The ultimate procedural goal in MT is the safe and fast recanalization of the occluded target artery to restore blood supply to ischemic brain tissue. This must be performed without damaging the navigated proximal arteries or the introduction of air or thrombotic emboli into new territories which were previously unaffected (embolization into new territory).

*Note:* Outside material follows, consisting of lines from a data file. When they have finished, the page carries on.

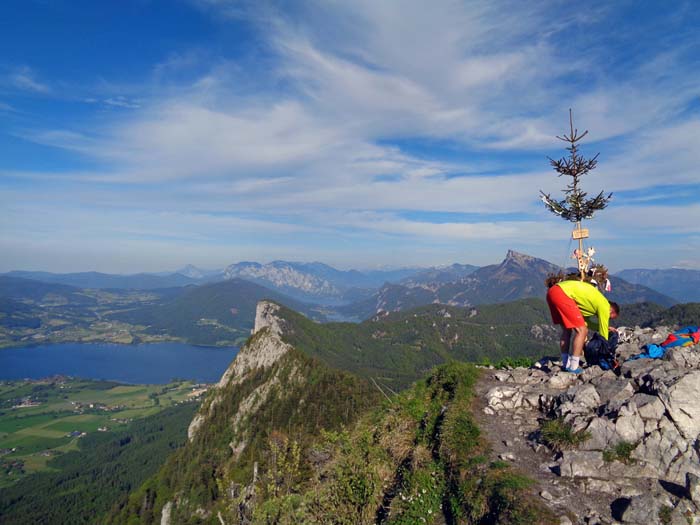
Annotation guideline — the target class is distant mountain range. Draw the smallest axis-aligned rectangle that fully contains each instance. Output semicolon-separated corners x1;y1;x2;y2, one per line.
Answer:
106;278;324;345
615;268;700;303
338;250;678;319
4;256;700;310
4;271;200;290
223;261;421;301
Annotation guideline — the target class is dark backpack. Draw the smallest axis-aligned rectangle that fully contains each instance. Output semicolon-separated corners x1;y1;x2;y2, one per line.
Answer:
583;331;620;370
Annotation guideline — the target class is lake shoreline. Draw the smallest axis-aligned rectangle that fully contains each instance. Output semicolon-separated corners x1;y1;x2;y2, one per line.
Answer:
0;342;239;384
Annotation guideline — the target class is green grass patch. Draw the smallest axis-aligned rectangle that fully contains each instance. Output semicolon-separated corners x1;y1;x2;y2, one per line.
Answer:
540;418;591;450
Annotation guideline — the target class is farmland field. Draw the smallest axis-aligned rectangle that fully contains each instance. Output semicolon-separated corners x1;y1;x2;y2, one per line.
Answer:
0;377;206;487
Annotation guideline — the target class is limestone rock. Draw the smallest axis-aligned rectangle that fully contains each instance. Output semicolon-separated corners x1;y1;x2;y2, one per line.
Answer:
622;493;661;525
559;450;604;478
659;371;700;439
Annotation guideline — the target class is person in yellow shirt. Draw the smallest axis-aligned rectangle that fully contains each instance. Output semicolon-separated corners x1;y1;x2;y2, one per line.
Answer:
547;280;620;374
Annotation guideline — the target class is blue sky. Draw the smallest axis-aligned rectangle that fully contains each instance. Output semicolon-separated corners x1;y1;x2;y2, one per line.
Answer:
0;0;700;273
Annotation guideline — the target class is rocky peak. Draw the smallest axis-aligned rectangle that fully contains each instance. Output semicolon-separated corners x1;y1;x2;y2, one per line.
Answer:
187;301;292;441
253;301;282;335
481;328;700;523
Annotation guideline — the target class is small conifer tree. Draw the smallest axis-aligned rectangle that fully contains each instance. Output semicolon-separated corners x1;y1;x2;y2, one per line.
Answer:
540;110;612;223
540;109;612;279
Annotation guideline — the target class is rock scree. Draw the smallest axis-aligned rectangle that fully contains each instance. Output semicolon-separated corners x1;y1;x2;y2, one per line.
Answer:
475;327;700;525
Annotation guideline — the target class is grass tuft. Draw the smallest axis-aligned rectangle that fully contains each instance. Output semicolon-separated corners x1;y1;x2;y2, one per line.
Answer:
540;418;591;450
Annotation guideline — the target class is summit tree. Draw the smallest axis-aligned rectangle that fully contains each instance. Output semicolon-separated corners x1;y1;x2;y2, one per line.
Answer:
540;110;612;278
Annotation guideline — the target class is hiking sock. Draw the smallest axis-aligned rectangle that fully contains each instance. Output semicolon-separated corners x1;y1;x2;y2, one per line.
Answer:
566;355;581;370
561;354;569;368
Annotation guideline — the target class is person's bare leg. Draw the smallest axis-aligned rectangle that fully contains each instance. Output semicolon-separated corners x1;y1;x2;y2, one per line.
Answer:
567;326;588;370
559;326;571;368
572;326;588;357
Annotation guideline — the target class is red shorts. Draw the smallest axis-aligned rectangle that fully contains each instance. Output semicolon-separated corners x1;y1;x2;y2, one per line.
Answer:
547;284;586;328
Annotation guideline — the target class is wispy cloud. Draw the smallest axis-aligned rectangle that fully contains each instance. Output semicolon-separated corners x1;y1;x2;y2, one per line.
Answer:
0;0;700;270
7;66;51;94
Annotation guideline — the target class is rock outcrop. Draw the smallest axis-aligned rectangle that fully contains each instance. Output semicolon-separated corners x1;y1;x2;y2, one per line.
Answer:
483;328;700;523
187;301;292;441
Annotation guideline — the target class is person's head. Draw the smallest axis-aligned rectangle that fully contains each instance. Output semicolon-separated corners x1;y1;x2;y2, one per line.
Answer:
610;301;620;319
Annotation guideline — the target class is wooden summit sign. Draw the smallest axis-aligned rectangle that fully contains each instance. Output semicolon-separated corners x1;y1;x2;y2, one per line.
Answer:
571;228;588;239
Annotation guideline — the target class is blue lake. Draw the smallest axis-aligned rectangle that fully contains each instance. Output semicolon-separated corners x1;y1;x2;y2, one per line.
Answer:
0;343;238;384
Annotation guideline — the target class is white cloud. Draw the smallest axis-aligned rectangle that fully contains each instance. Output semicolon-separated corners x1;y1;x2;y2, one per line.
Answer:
5;0;700;270
7;66;51;94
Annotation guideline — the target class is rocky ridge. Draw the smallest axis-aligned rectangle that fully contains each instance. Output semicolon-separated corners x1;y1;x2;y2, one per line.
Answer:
187;301;291;441
480;328;700;524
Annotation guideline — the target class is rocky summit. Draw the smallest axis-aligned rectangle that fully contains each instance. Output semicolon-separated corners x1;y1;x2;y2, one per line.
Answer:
478;327;700;525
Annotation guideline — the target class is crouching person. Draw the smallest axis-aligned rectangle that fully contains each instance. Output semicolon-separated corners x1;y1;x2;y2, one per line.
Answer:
547;281;620;374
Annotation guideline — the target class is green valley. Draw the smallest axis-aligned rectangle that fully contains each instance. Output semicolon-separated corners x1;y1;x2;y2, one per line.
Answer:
0;377;207;487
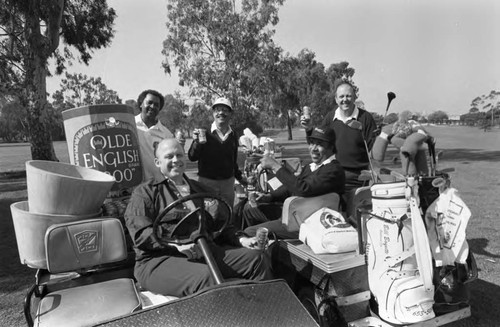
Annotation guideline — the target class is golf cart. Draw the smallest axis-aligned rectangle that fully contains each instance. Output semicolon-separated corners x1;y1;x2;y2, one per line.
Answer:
12;101;470;326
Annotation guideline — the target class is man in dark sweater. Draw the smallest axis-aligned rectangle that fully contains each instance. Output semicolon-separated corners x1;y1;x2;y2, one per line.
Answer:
188;98;246;206
301;81;377;192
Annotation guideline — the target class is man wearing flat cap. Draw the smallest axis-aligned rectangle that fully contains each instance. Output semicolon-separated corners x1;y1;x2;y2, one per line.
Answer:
243;127;345;238
188;98;246;206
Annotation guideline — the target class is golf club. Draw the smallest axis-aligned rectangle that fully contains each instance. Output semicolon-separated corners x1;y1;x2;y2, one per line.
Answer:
347;120;379;183
382;92;396;123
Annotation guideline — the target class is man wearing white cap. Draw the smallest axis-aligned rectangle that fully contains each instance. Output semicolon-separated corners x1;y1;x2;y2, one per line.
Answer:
188;98;246;206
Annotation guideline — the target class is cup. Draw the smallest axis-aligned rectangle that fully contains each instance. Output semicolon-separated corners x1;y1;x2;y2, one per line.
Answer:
302;106;311;122
255;227;269;250
175;130;186;146
198;128;207;144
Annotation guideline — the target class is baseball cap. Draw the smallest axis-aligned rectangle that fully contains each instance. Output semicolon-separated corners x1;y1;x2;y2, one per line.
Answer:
307;127;335;144
212;98;233;111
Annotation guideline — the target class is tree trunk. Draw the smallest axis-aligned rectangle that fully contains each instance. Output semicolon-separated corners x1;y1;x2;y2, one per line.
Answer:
286;111;293;141
21;1;58;161
26;56;59;161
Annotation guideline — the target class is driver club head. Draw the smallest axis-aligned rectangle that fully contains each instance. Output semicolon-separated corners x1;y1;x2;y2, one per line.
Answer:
387;92;396;102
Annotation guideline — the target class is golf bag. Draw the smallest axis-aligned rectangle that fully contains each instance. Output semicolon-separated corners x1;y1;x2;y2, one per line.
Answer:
366;177;435;324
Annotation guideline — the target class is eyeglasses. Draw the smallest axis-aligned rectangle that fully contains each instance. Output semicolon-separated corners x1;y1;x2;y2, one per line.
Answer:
307;138;330;148
214;106;231;113
346;119;363;131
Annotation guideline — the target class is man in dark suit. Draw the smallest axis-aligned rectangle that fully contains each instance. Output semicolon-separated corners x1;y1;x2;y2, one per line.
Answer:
243;128;345;238
125;138;272;297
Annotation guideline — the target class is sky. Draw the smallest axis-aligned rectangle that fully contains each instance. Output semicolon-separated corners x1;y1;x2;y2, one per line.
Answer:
47;0;500;115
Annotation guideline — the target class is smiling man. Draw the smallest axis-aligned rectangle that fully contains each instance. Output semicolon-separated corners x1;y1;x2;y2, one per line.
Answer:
125;139;272;297
301;80;377;192
188;98;246;206
135;90;174;181
243;128;345;238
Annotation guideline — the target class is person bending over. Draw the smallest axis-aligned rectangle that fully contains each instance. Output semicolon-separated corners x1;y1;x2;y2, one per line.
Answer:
125;139;272;297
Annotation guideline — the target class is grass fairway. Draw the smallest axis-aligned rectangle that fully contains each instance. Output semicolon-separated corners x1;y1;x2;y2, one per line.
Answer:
0;126;500;327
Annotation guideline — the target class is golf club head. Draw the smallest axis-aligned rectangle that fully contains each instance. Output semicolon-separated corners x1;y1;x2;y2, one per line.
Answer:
387;92;396;102
382;92;396;122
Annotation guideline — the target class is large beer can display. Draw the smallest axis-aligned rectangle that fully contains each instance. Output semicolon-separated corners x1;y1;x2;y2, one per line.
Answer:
62;104;142;198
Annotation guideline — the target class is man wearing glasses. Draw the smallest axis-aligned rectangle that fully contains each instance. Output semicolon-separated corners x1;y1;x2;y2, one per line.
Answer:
301;80;377;192
243;128;345;239
188;98;246;206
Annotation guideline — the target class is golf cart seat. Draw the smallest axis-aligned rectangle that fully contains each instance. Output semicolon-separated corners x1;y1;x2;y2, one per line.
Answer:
25;218;142;327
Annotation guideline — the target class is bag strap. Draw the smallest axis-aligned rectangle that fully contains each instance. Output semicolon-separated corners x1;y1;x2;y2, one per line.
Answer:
410;195;434;292
384;246;415;267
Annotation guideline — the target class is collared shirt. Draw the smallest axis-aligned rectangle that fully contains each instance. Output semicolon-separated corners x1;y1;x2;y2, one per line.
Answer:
210;122;233;141
135;114;174;181
165;177;196;211
333;106;359;124
309;154;335;172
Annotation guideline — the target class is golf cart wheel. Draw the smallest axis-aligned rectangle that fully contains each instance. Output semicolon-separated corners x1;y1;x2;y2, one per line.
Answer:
297;285;319;324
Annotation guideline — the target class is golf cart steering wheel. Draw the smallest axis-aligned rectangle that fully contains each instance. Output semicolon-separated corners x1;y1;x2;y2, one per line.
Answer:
153;193;232;244
153;193;233;285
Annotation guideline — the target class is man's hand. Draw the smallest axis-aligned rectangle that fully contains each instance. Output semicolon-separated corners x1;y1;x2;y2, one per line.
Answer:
300;115;312;129
169;243;203;260
255;193;273;203
193;129;200;142
240;236;257;249
260;155;281;171
238;176;248;187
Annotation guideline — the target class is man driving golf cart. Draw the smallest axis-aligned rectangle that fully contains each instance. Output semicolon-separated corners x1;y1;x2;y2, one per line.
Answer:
125;139;272;297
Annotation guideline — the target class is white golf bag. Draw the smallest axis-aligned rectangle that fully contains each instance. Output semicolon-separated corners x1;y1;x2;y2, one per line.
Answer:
366;177;434;324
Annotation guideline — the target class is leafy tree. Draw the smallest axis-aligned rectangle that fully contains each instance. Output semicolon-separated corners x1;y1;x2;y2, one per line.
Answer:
0;99;28;142
0;0;116;160
273;49;348;140
47;73;122;140
427;110;448;124
384;112;399;125
52;73;122;109
163;0;284;137
159;94;190;136
469;90;500;129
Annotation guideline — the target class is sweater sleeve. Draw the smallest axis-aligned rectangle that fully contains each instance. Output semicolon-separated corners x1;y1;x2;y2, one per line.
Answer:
233;136;243;181
362;111;377;150
276;161;345;197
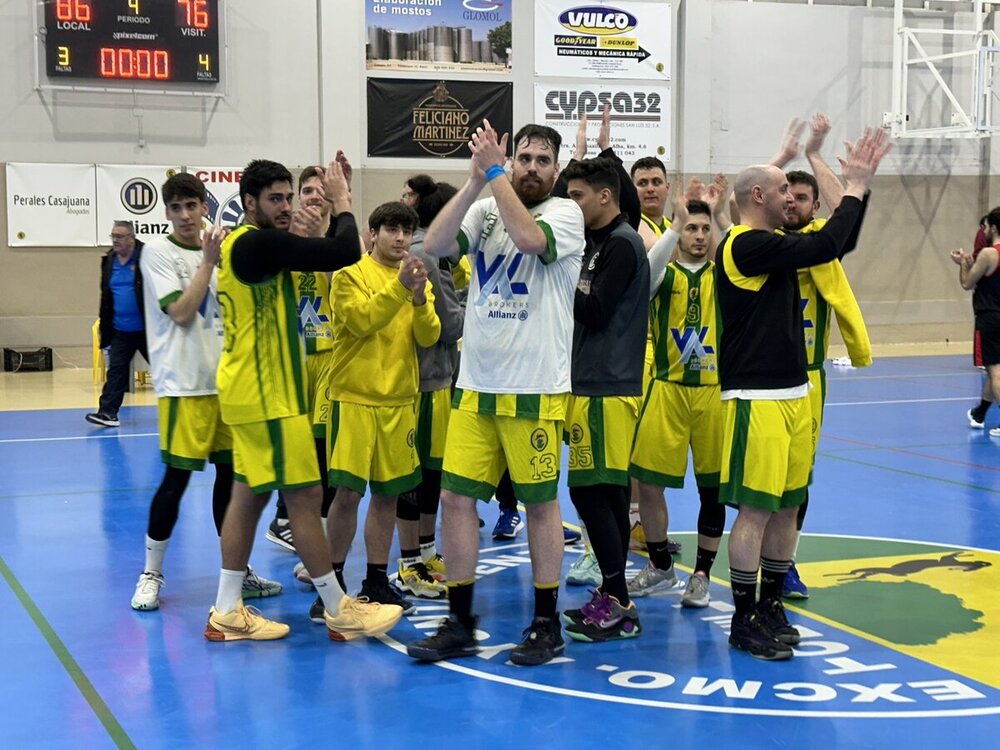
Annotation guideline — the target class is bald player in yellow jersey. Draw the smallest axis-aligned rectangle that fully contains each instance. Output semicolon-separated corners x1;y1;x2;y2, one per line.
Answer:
205;160;402;641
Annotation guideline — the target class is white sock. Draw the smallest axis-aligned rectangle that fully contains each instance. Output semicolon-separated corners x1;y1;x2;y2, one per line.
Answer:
215;568;247;615
313;570;347;615
420;542;437;563
143;534;170;575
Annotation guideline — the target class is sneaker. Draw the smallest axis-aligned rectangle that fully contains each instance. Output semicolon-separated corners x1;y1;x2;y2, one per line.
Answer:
264;516;295;552
566;596;642;643
397;560;448;599
559;589;607;625
309;596;326;625
324;596;403;641
132;570;164;610
781;560;809;599
563;526;583;545
406;615;479;661
628;521;646;552
510;617;566;667
628;563;677;597
292;562;312;586
729;612;792;661
493;508;524;541
681;573;712;608
756;598;802;646
243;565;281;599
566;550;604;586
205;602;290;641
358;578;416;615
84;412;122;427
424;555;448;581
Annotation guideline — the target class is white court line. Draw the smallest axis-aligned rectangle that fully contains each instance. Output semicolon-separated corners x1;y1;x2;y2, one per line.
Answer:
0;432;160;443
826;396;975;408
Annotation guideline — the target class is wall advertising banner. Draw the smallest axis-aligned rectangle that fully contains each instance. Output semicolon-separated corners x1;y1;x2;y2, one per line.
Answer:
365;0;511;73
7;162;97;247
368;78;514;159
535;0;673;81
534;82;671;164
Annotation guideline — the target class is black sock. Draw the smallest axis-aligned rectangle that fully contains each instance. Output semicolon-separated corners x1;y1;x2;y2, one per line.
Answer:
760;557;792;601
535;583;559;619
332;562;347;592
694;545;719;578
729;568;757;617
365;563;389;585
448;581;476;628
646;537;674;570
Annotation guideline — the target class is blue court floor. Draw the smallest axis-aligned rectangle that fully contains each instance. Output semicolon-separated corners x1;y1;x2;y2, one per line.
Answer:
0;356;1000;750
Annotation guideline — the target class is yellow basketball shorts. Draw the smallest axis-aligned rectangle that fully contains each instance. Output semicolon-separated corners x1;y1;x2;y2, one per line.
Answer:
441;409;563;505
808;367;826;484
156;395;233;471
719;396;812;512
306;351;333;438
629;380;722;489
232;414;320;495
417;387;451;471
564;396;641;487
326;400;421;495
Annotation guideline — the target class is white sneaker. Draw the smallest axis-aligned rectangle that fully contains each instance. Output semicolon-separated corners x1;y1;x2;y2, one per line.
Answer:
243;565;281;599
566;551;604;586
628;563;677;597
132;570;164;611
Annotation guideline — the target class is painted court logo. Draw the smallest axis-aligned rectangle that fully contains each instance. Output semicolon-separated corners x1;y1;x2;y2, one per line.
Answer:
381;534;1000;719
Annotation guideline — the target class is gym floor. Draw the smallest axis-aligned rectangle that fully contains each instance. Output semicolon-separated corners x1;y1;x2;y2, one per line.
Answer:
0;355;1000;750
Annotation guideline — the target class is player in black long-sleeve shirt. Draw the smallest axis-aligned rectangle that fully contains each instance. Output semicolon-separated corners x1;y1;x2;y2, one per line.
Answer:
716;130;888;659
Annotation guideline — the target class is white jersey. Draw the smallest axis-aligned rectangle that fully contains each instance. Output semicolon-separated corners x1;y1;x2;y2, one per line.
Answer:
139;237;222;398
457;197;585;394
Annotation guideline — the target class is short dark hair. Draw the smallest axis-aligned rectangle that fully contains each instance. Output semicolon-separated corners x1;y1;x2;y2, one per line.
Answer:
629;156;667;177
411;182;458;227
563;156;622;203
785;169;819;201
688;200;712;217
368;201;419;232
297;164;323;193
240;159;292;211
160;172;208;203
514;123;562;161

The studies reported here undertook a process to characterize in detail a safe reference approach to MT for a neurovascular trainee who has demonstrated independent competency in diagnostic cerebral angiography. We sought to characterize the endovascular procedure per se and not cover the issues of diagnostic imaging, patient selection, or anesthesia. It was hypothesized that we could identify procedure, phases, steps, and procedure errors (deviations from optimal performance). It was also hypothesized that experienced INRs could reach consensus on these metrics, and when integrated into a physics based virtual reality simulation that they could distinguish between the performance of experienced and novice INRs performing the procedure on the simulator.


Procedure characterization

This study received expedited institutional review board approval from the Cork University Hospital ethics committee (ECM 4 (d) 04/07/17; June 22, 2017). The research was supported by a grant from the Swedish government agency for innovation (Vinnova) to Mentice AB (Gothenburg, Sweden). Three INRs (MH/TL and RC), a behavioral scientist (AGG), an interventional radiologist (LL), and a senior project engineer (JL) formed the procedure characterization group. The INRs had >8 years of practice experience and mastered the full range of intracranial and spinal neurovascular interventions.

The project focused on the anterior circulation, while noting there is definite overlap with performance of thrombectomy in the posterior circulation. Procedure characterization was performed over a 7 month period in five face to face meetings. Additional time was spent at the simulator development facility to optimize technical features regarding the fidelity of the simulation platform. The procedure was deconstructed into 10 phases (table 1), consisting of 46 steps; 57 possible errors were defined. Error severity was defined as either critical or non-critical.

Table 1

Phases of the mechanical thrombectomy procedure, with the beginning and end of each phase clearly defined

Phases I and X are generic skills in endovascular therapies. Safe retrograde femoral access and closure were defined as being in accordance with institutional protocols.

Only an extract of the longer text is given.